Your frequency version is incorrect.

{\nu_{max}} \not= {c\over\lambda_{max}}

That is because the curves for frequency and wavelength are different. In fact, using a similar derivation it can be shown that

{ \partial u \over \partial \nu}= (3-{{h\nu_{max}}\over\ kT})e^{{{h\nu_{max}}\over\ kT}}-3=0

This gives

{ \nu_{max}= {2.8kT \over\ h}}

It turns out that

{C\lambda_{max} \over\ \nu_{max}} \approx 1.76

I will go ahead and make the changes, but it would still be nice for someone to check me on this. --129.93.63.14 23:08, 9 February 2006 (UTC)

Any point is putting the frequency version in?

 f_{max} \approx 10^{11} T

--Audiovideo 13:09, 16 May 2005 (UTC)


It's said that "This equation cannot be solved in terms of elementary functions. It can be solved in terms of Lambert's Product Log function but an exact solution is not important in this derivation. One can easily find the numerical value of x"

But this derivation is horrible. Looking back at history einstein used the wien displacement law in his paper on radiation, but in no was was the wien displacement law a derivation from plancks radiation theory. This should be noted. I suck at writing or else i would.

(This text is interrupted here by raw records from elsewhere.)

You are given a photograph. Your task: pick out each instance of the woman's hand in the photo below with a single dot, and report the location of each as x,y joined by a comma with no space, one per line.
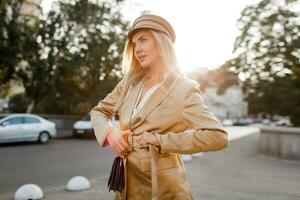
147,138
116,140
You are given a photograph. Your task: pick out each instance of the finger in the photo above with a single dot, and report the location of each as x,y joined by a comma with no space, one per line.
127,132
120,146
125,145
116,148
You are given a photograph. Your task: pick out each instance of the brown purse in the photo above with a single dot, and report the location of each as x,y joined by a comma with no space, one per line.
116,181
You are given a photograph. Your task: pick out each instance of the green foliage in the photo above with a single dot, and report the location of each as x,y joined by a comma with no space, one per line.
67,59
18,103
268,57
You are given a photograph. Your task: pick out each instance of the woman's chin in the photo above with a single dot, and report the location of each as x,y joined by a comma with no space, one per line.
144,66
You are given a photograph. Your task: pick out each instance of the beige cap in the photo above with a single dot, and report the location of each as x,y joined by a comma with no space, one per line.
153,22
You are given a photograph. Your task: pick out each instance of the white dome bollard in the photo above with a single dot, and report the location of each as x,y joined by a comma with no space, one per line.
78,183
186,158
29,191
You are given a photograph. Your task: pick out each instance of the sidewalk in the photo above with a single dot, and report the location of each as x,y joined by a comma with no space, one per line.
236,173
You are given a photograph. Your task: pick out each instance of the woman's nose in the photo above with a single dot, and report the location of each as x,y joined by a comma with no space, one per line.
137,48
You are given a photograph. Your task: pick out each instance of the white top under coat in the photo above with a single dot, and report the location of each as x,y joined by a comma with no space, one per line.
141,102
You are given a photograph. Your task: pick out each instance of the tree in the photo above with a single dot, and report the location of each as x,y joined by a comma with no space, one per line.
268,57
85,46
61,58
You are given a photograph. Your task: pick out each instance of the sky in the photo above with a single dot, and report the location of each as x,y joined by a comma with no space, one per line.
205,30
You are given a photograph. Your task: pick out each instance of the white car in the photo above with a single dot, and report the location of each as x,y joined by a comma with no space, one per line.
84,128
26,127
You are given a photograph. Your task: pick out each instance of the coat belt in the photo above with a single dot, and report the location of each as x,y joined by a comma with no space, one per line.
154,162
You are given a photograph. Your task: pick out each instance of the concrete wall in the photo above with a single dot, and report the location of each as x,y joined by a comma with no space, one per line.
281,142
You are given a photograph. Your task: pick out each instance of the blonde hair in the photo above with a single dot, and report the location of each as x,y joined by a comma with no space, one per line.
166,51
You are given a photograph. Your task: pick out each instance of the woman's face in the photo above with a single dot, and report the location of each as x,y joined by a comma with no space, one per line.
145,49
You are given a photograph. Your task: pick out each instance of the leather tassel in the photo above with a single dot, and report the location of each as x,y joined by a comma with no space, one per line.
116,181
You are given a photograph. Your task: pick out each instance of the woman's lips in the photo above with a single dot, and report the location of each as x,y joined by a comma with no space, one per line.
141,58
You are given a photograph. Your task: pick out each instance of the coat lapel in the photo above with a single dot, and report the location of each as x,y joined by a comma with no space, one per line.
154,100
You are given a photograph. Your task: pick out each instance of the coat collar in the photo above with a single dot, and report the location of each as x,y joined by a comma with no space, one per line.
154,100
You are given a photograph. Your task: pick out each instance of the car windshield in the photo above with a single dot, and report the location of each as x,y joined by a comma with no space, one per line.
86,118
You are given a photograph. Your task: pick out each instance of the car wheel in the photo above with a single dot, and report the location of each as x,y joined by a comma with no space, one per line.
44,138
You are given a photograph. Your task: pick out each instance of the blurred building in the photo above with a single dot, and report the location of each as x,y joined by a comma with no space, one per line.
231,104
31,9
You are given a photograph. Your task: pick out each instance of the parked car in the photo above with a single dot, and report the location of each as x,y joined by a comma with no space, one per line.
243,122
227,122
84,128
283,122
26,127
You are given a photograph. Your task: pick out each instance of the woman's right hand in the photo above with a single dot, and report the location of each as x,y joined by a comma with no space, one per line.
116,140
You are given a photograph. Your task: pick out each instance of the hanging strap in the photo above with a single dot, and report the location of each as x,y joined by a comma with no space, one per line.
154,161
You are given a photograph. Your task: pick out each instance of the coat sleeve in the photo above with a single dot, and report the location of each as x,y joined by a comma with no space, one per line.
207,133
102,113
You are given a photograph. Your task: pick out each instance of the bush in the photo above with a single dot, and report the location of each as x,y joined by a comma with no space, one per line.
18,103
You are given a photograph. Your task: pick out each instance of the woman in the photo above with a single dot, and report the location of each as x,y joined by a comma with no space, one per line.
156,105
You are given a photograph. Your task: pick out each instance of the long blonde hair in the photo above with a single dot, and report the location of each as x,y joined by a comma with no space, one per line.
131,67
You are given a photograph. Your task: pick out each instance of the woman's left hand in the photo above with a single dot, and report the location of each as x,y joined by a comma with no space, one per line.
147,138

I put a link to adiabatic invariant which reproduces Wien's original argument, and shows its connection to Einstein-Bohr-Sommerfeld quantization. Wien didn't win the nobel prize for nothing. Likebox 18:21, 11 September 2007 (UTC)

visual system and solar radiant power spectrum[edit]

The wavelength coincidence between the peak of the solar radiant power spectrum (at about 5800K) expressed in terms of unit wavelength interval, and the peak of the eye's spectral sensitivity function is just that - a coincidence or accident -- not something other as this article implies. If you express Planck's function in terms of unit frequency interval, you find the peak of that curve corresponds to a wavelength of about 880nm. If instead of power, you express Planck's function in terms of numbers of photons per second per unit wavelength interval (at 5800K), you find a wavelength peak at about 633nm. The problem is that Planck's function is a probability density function and thus doesn't transform simply with a change of units. The eye's spectral sensitivity function, however, is not a density function, so changing units is straightforward. But it is misleading to attempt to compare the two types of functions. This is a common error in the vision literature and a common problem when interpreting density functions.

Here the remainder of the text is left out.